“Serves him right,” Sandy said. At other times a cheery fellow, the doorman often complained bitterly about having been fired from his job of twenty years in the Westing paper mill. “But somebody must be up there. Somebody alive, that is.” He pushed back the gold-braided cap and squinted at the house through his steel-framed glasses as if expecting the curling smoke to write the answer in the autumn air. “Maybe it’s those kids again. No, it couldn’t be.”
“What kids?” the three kids wanted to know. “Why, those two unfortunate fellas from Westingtown.”
“What unfortunate fellas?” The three heads twisted from the doorman to the delivery boy. Doug Hoo ducked Turtle’s whizzing braid. Touch her precious pigtail, even by accident, and she’ll kick you in the shins, the brat. He couldn’t chance an injury to his legs, not with the big meet coming. The track start began to jog in place.
“Horrible, it was horrible,” Otis Amber said with a shudder that sent the loose straps of his leather aviator’s helmet swinging about his long, thin face. “Come to think of it, it happened exactly one year ago tonight. On Halloween.”
“What happened?” Theo Theodorakis asked impatiently. He was late for work in the coffee shop.
“Tell them, Otis,” Sandy urged.
The delivery boy stroked the gray stubble on his pointed chin. “Seems it all started with a bet; somebody bet them a dollar they couldn’t stay in that spooky house five minutes. One measly buck! The poor kids hardly got through those French doors on this side of the Westing house when they came tearing out like they were being chased by a ghost. Chased by a ghost – or worse.”

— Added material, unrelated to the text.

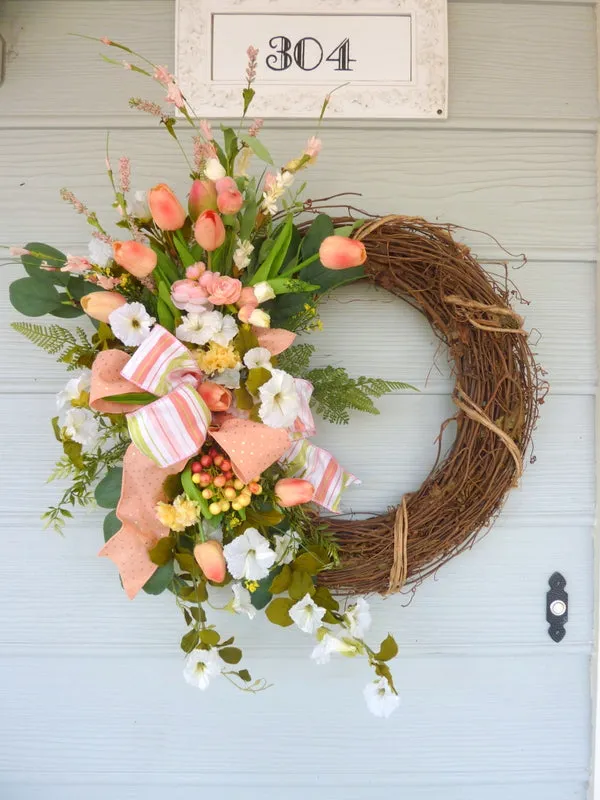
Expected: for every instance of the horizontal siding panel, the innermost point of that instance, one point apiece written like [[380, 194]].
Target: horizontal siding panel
[[497, 67], [135, 719], [391, 453], [565, 790], [489, 601], [560, 316], [534, 192]]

Or worse? Turtle forgot her throbbing toothache. Theo Theodorakis and Doug Hoo, older and more worldly-wise, exchanged winks but stayed to hear the rest of the story.

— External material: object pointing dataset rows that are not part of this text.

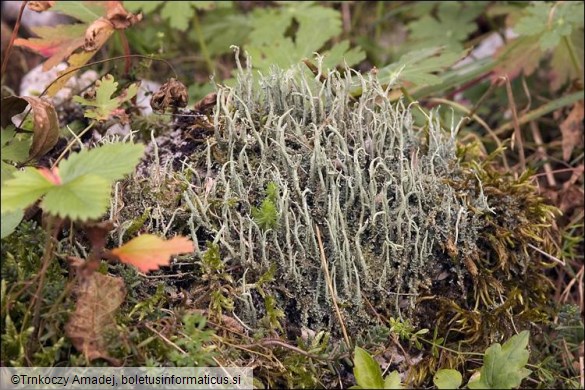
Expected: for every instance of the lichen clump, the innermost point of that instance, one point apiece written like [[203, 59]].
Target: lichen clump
[[409, 223]]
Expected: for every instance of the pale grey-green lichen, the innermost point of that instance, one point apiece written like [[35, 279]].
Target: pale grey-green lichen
[[359, 169]]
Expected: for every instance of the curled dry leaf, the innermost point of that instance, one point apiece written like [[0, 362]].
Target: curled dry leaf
[[40, 6], [148, 252], [98, 298], [119, 17], [206, 104], [572, 130], [173, 94], [63, 42], [46, 122]]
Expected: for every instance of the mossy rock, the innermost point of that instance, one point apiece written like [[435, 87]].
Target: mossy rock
[[415, 224]]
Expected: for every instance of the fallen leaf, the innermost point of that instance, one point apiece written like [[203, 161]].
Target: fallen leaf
[[206, 104], [46, 122], [98, 298], [572, 130], [63, 42], [40, 6], [119, 17], [148, 252], [173, 93]]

“One fella ran out crazy-like, screaming his head off. He never stopped screaming ‘till he hit the rocks at the bottom of the cliff. The other fella hasn’t said but two words since. Something about purple.”
Sandy helped him out. “Purple waves.”
Otis Amber nodded sadly. “Yep, that poor fella just sits in the state asylum saying, ‘Purple waves, purple waves’ over and over again, and his scared eyes keep staring at his hands. You see, when he came running out of the Westing house, his hands was dripping with warm, red blood.”
Now all three shivered. “Poor kid,” the doorman said. “All that pain and suffering for a dollar bet.”
“Make it two dollars for each minute I stay in there, and you’re on,” Turtle said.